Cliff McCauley has made it his duty to inform other community bankers of an overlooked component of the Dodd-Frank Act.
Specifically, he is worried that a provision of the law would allow for the payment of interest on commercial checking accounts, something he believes could hurt margins and send commercial clients to the highest bidder.
McCauley, a senior executive vice president at the Cullen/Frost Bankers Inc. unit Frost Bank and a former chairman of the Independent Bankers Association of Texas, has spent several months talking to bankers about the law's repeal of Regulation Q. "The main thing we are trying to do is bring awareness to the issue," he said in an interview Tuesday.
"The repeal was one paragraph in 2,300 pages of legislation that was introduced at the 11th hour," McCauley said. "It was buried and ignored, but turns around a 75-year-old regulation that is at the foundation of a lot of banks' business plans. That calls for some discussion and debate."
While this cause has gained momentum in Texas, other community bankers have responded in a myriad of ways. Some are anxious, while others said they were largely indifferent.
Chris Cole, senior regulatory counsel for the Independent Community Bankers of America said the group is running a survey on the repeal. "The preliminary results so far show that there is a split of opinion among our members as to whether they feel like they are going to be impacted by the repeal," Cole said. "Some are telling us that they don't think it is going to be a big deal at all, while some are really worried about it."
Bankers concerned about the change said apathetic counterparts might not be considering the long-term impact.
"In this rate environment, it doesn't have an immediate effect because of how low rates are," said Frank Sorrentino 3rd, the chairman and CEO of the $602 million-asset North Jersey Community Bank in Englewood Cliffs. "Rates have nowhere to go but up. Once they go up 200 to 300 basis points, what is that going to do to viability?"
McCauley said smaller banks' no-interest deposits, on average, make up about 20% of all deposits. That is true for Sorrentino's bank and for HCSB in Plainview, Texas.
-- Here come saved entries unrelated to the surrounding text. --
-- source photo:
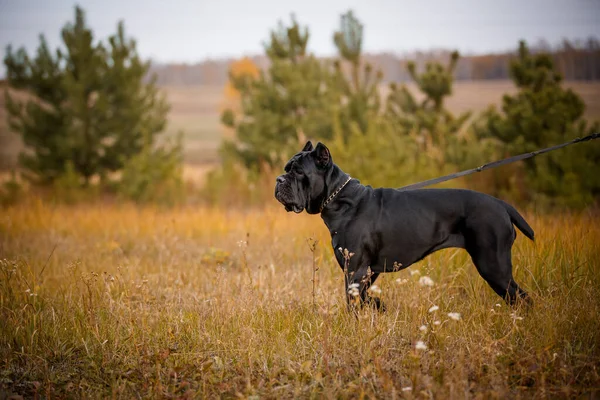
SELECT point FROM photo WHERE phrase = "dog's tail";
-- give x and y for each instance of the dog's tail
(518, 220)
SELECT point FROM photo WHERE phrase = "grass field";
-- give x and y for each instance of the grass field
(107, 300)
(196, 111)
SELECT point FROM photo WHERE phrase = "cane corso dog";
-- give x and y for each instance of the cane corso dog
(390, 229)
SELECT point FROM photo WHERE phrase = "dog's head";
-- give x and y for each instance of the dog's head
(303, 186)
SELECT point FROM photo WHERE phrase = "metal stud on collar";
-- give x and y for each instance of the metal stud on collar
(334, 194)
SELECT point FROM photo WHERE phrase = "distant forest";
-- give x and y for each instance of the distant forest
(576, 60)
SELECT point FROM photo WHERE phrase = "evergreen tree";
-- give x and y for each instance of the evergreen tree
(93, 108)
(430, 124)
(358, 93)
(283, 103)
(541, 114)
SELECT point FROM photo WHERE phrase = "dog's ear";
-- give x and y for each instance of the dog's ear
(322, 156)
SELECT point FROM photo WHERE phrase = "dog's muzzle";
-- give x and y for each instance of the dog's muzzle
(283, 194)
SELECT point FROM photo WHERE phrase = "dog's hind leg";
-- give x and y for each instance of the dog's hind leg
(491, 255)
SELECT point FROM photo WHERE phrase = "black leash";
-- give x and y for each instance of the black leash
(497, 163)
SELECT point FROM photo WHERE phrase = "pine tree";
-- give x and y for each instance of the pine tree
(541, 114)
(93, 108)
(431, 125)
(283, 104)
(358, 90)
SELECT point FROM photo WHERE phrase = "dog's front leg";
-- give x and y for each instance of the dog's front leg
(358, 284)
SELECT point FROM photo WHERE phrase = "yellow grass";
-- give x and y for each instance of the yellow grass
(117, 301)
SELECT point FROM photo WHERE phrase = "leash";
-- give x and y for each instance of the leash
(334, 194)
(499, 163)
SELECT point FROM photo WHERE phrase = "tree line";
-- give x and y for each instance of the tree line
(403, 138)
(94, 119)
(574, 60)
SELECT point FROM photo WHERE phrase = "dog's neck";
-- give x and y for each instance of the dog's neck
(346, 198)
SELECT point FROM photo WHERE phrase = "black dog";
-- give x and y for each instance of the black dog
(390, 229)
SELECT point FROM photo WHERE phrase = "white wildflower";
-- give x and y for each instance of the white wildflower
(420, 345)
(515, 317)
(353, 289)
(425, 281)
(454, 316)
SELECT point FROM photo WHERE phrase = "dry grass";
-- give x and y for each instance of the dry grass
(113, 300)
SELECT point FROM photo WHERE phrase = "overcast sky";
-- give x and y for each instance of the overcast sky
(193, 30)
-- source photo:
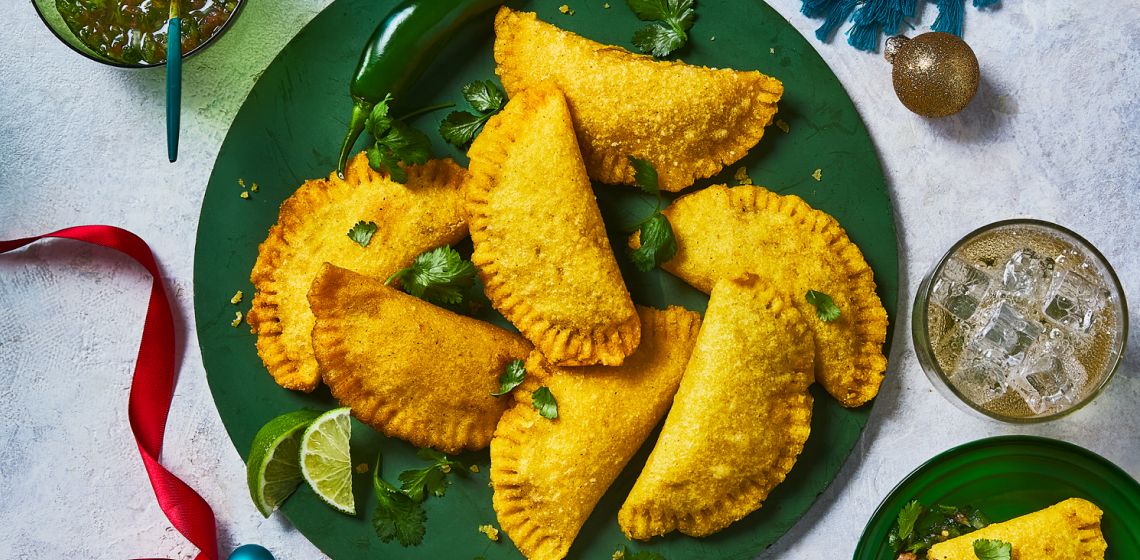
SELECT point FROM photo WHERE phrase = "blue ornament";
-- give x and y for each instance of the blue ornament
(251, 552)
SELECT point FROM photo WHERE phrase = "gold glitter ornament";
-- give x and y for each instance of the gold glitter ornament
(935, 74)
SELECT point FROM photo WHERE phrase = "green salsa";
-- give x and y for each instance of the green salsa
(135, 31)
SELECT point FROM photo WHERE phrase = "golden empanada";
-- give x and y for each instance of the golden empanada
(540, 244)
(689, 121)
(722, 229)
(312, 228)
(548, 475)
(407, 367)
(738, 422)
(1067, 530)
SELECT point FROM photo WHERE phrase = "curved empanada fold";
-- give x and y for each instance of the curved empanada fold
(739, 421)
(721, 229)
(690, 121)
(312, 228)
(408, 368)
(540, 244)
(548, 475)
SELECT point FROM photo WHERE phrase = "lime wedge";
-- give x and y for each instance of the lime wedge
(325, 461)
(274, 470)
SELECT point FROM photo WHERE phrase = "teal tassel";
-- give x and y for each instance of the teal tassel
(950, 17)
(836, 11)
(876, 15)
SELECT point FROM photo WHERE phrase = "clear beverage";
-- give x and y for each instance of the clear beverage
(1022, 321)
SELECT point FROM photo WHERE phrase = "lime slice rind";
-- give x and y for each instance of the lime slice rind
(274, 470)
(325, 460)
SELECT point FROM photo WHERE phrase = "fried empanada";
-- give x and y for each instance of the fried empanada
(722, 229)
(540, 244)
(548, 475)
(312, 228)
(738, 422)
(1067, 530)
(689, 121)
(409, 368)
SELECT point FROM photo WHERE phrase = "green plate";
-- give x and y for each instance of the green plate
(1010, 476)
(290, 130)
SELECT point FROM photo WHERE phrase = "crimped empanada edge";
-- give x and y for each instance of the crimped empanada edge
(562, 346)
(617, 170)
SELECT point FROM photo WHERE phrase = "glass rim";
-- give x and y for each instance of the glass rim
(221, 31)
(922, 345)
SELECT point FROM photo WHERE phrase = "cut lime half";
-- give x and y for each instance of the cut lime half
(325, 461)
(274, 470)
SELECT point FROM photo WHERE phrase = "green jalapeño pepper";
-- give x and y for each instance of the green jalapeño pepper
(398, 53)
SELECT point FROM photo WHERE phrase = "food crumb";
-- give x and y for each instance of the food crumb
(490, 532)
(742, 176)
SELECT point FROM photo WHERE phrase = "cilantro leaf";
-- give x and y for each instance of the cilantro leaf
(906, 518)
(824, 306)
(361, 233)
(483, 96)
(660, 40)
(511, 378)
(658, 243)
(544, 402)
(418, 483)
(396, 143)
(645, 175)
(986, 549)
(397, 516)
(461, 127)
(439, 275)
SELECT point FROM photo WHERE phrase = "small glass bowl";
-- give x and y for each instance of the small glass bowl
(55, 22)
(944, 341)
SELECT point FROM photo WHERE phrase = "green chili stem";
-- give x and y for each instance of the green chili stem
(425, 110)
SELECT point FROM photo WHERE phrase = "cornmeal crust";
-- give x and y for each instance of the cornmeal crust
(408, 368)
(723, 229)
(1067, 530)
(690, 121)
(312, 228)
(738, 422)
(548, 475)
(539, 241)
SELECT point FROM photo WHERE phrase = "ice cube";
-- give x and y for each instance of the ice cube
(1027, 276)
(959, 287)
(979, 378)
(1007, 335)
(1051, 375)
(1075, 301)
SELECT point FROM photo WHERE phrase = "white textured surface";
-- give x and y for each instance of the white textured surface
(1053, 134)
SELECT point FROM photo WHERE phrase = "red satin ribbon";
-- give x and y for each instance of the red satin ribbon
(152, 388)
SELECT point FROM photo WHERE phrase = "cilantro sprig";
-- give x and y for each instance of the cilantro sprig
(660, 40)
(399, 513)
(825, 308)
(363, 232)
(461, 127)
(543, 400)
(396, 143)
(439, 275)
(512, 376)
(987, 549)
(658, 243)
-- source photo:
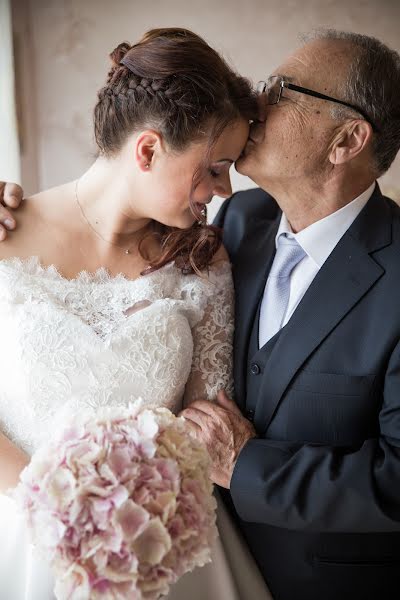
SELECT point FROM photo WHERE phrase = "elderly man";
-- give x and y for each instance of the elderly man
(310, 453)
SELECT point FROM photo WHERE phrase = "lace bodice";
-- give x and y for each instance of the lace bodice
(100, 340)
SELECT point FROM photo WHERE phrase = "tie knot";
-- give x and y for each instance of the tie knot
(288, 254)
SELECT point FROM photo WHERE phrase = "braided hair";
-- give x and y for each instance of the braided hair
(174, 82)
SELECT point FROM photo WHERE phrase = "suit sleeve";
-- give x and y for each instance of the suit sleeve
(326, 489)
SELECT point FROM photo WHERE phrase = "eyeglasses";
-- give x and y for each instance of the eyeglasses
(275, 84)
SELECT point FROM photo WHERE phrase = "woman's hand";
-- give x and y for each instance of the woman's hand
(12, 463)
(11, 196)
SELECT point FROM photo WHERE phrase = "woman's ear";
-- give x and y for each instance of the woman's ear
(148, 143)
(353, 138)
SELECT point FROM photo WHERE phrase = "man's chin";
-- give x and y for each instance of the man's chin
(242, 165)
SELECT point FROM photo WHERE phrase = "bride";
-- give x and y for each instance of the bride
(117, 288)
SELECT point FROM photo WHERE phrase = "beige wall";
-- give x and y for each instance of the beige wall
(62, 48)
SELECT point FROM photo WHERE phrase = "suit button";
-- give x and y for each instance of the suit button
(255, 369)
(250, 414)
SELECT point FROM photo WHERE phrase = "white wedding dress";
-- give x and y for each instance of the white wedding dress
(99, 340)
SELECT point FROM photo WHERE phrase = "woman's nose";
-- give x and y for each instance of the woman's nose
(224, 190)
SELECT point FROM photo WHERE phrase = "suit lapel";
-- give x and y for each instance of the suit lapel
(250, 274)
(343, 280)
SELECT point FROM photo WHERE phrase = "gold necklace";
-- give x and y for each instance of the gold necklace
(126, 250)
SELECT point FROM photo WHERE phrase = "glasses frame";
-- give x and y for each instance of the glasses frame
(262, 86)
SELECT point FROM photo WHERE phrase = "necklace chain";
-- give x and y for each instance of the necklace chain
(126, 250)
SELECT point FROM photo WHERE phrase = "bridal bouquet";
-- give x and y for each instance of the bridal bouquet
(120, 503)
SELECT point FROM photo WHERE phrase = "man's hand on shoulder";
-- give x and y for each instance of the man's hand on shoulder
(11, 196)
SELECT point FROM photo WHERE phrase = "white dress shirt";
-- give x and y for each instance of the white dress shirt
(318, 240)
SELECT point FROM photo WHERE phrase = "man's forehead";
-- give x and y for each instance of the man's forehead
(312, 63)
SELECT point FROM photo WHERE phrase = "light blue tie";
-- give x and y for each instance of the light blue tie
(277, 290)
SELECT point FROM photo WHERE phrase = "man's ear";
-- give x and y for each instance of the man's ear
(147, 144)
(353, 138)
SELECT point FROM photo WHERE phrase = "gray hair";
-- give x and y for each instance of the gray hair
(373, 84)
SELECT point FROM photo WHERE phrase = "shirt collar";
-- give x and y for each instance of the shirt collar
(319, 239)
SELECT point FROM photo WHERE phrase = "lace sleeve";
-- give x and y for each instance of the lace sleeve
(213, 340)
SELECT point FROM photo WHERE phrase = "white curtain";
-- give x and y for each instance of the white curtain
(10, 167)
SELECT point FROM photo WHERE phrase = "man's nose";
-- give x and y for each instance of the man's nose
(262, 107)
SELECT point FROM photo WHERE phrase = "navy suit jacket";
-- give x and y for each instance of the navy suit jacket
(317, 493)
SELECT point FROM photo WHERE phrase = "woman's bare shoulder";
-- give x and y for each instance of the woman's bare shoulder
(33, 230)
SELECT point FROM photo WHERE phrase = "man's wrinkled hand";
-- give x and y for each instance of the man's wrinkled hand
(11, 196)
(224, 431)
J. David Williams, the CEO of the $360 million-asset HCSB, said the repeal could raise his interest rate risk.
"This would have a significant effect on our ability to make fixed-rate loans like mortgages," Williams said. "How can you make a long-term fixed-rate loan when your interest-bearing liabilities would be so volatile?"
Williams said that while he would pay interest, he would have to charge for services that are now free. "I would have to recover that money somewhere," he said.
While smaller community banks are bemoaning the change, it seems to be less of an issue for larger community banks.
Mark Hoppe, the president and CEO of Taylor Capital Group Inc. in Rosemont, Ill., said he was aware of the change, but doesn't see it bothering his business much. The $4.5 billion-asset company focuses on middle-market lending, offering products to help clients use excess cash. In other words, Taylor's clients are not looking for interest on demand accounts.
"Our commercial customers are pretty sophisticated, so there isn't a lot of money that is just kept sitting idle," Hoppe said. "The market has already gotten around this issue of not paying interest on checking accounts."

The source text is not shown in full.